Abstract

Machine Learning can work very well with image recognition, but it can also be used to recognize audio patterns. Machine listening can be used to identify audio patterns of different entities like car engine, human speaking, nature sounds etc. Aim of this thesis is to create a program which will read the labelled audio files, extract features from them, feed features to a sequential model, which will then classify these audio files of vehicles based on their sounds and then further categorize them as either light weight, medium weight, heavy weight, rail-bound or two-wheeled vehicle using the applications of machine listening and deep learning in the field of acoustics. It will also classify unlabelled test data files on a pre-trained model. Additionally, to increase the speed and performance of the software program and algorithm, the program could be executed on a High Performance Computing (HPC) system containing cluster which in turn will have many compute servers also called as nodes which will enable faster and parallel computing. This thesis provides an base model for the vehicle classification giving both advantages and disadvantages along with possibility for future extensions.

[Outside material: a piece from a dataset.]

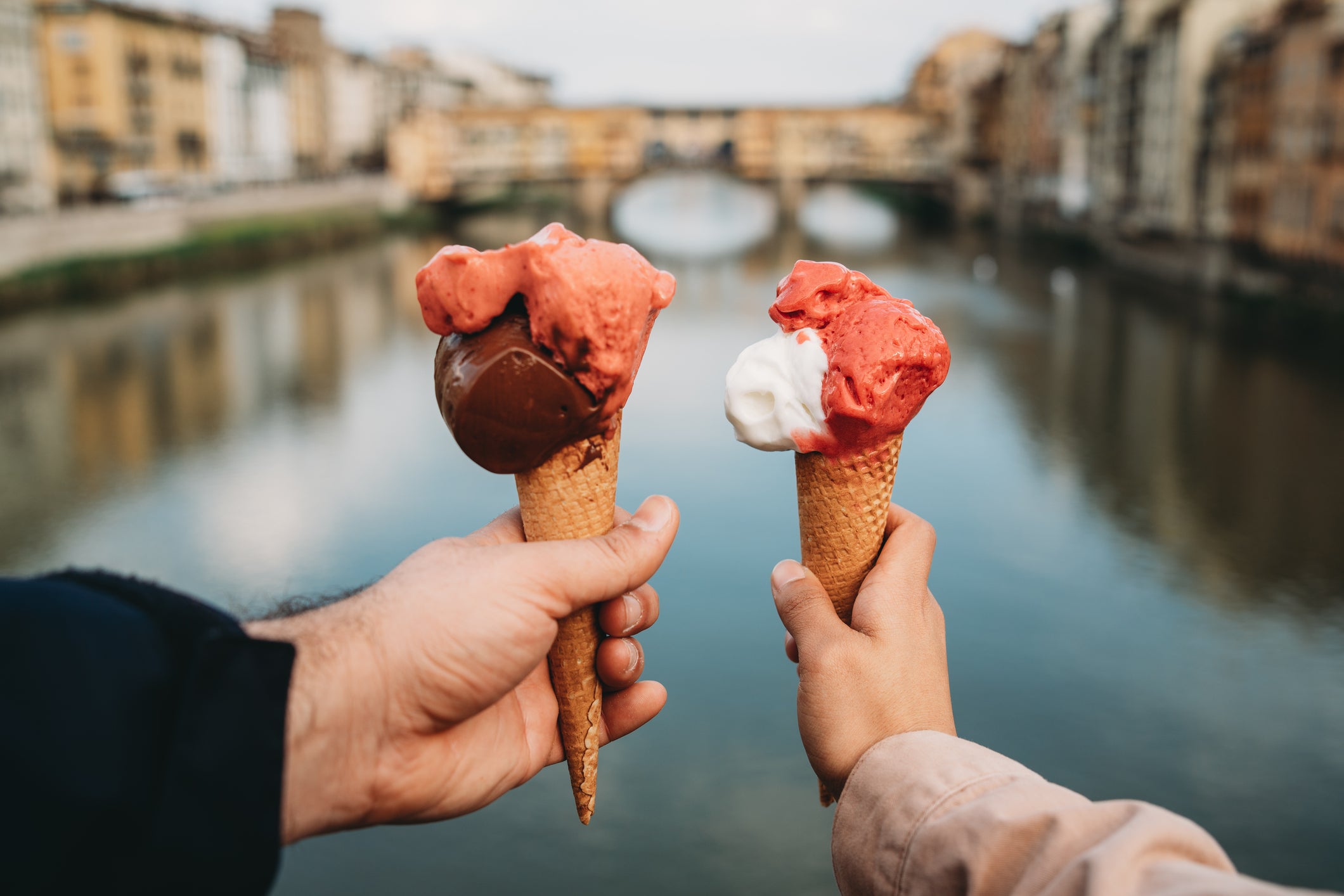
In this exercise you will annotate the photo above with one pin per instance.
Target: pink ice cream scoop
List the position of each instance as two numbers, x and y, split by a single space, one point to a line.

User-Case: Region - Stuttgart, Germany

One could easily get annoyed by the noise of traffic, vehicles, specially in bigger cities like Stuttgart. Also, the city of Stuttgart is situated inside a valley, and thus sound can be reflected back by the hills. So controlling the sound pollution levels in this region is a major part of the research. This classification approach can help reduce the noise pollution level in Stuttgart.

Model Implementation

This sections gives short overview how model is implemented which consists of how audio file preprocessing is done, audio processing alternatives, feature extraction, classification model and learning process as well as model limitation. The human hearing system has a great sense of its surroundings with respect to the location and different variations of unlimited kinds of sounds of living as well as non living objects. Our hearing system is capable to distinguish between various diverse sounds. Imagine if we made machine and software to carry out the task of listening to different sounds and been able to determine what type of sound it is listening to. This seems like a good idea and it is very well been implemented in applications like classification of music, speech and other sounds, recognition of genre, gender or speaker, and many more. But it requires careful processing of audio signals, which is indeed a complex task. To overcome this task, machine listening has been progressing rapidly in the areas of processing audio signals, understanding relations between different types of audio signals and giving out meaningful results.

Any audio file conveys a kind of sound that we can hear from the audio file, may it be the sound of a band playing a song, a vehicle passing by on a highway, a crying baby, etc. Besides conveying sound, there is a certain information that can be gathered from an audio file. Machine listening is a discipline under machine learning which is used in audio signal processing and applying machine learning to automatically retrieving, analyzing, and classifying audio recordings or files. Machine listening can be a valuable process in areas that require processing based on voice content rather than visual content. Machine listening finds applications in almost all the fields right from technology, security to healthcare. Implementation of the model can be found hier.

Limitation


The model cannot predict a audio file with sound of two or more vehicles passing by. If the data set is unbalanced, consisting of unequal amount of files per categories, the model will not predict in expected manner when tested with the unlabelled or unseen test data. During data augmentation, using large value for noise factor (larger than 1.0), would lead to change the semantic of the original audio file and thus the model test accuracy will also be comprised.

Conclusion

In this thesis, we have described various approaches and alternatives and chosen a suitable one for obtaining data, reading the data, extracting features from the data and finally creating a model which leads to achieve the goal of classifying the vehicles into their respective categories. Demonstrating the behaviour of the model on different noise values also provided us with the extent to which our model can predict accurately. We also showcased the technique of data augmentation which can be applied for data enrichment to get better results in case of data scarcity. Training time can be reduced to a large extent by using the parallel computing nodes on the HPC cluster. Also, using a balanced dataset for training, the model can predict even on the unlabelled test data. As a future extension, a clustering algorithm like k-means clustering can be used to separate skewed or noisy data and non-noisy data before starting the training process.

After classifying the data about vehicles into categories, city experts can extract which type of and how many vehicles pass by, which of these types produce the highest noise levels etc. Finally using this extracted information, specialists from different areas can take suitable measures to control noise pollution in the region. For example, building architects can derive on how the building structure should be, other smart city experts can take appropriate measures to reduce noise pollution levels for that region.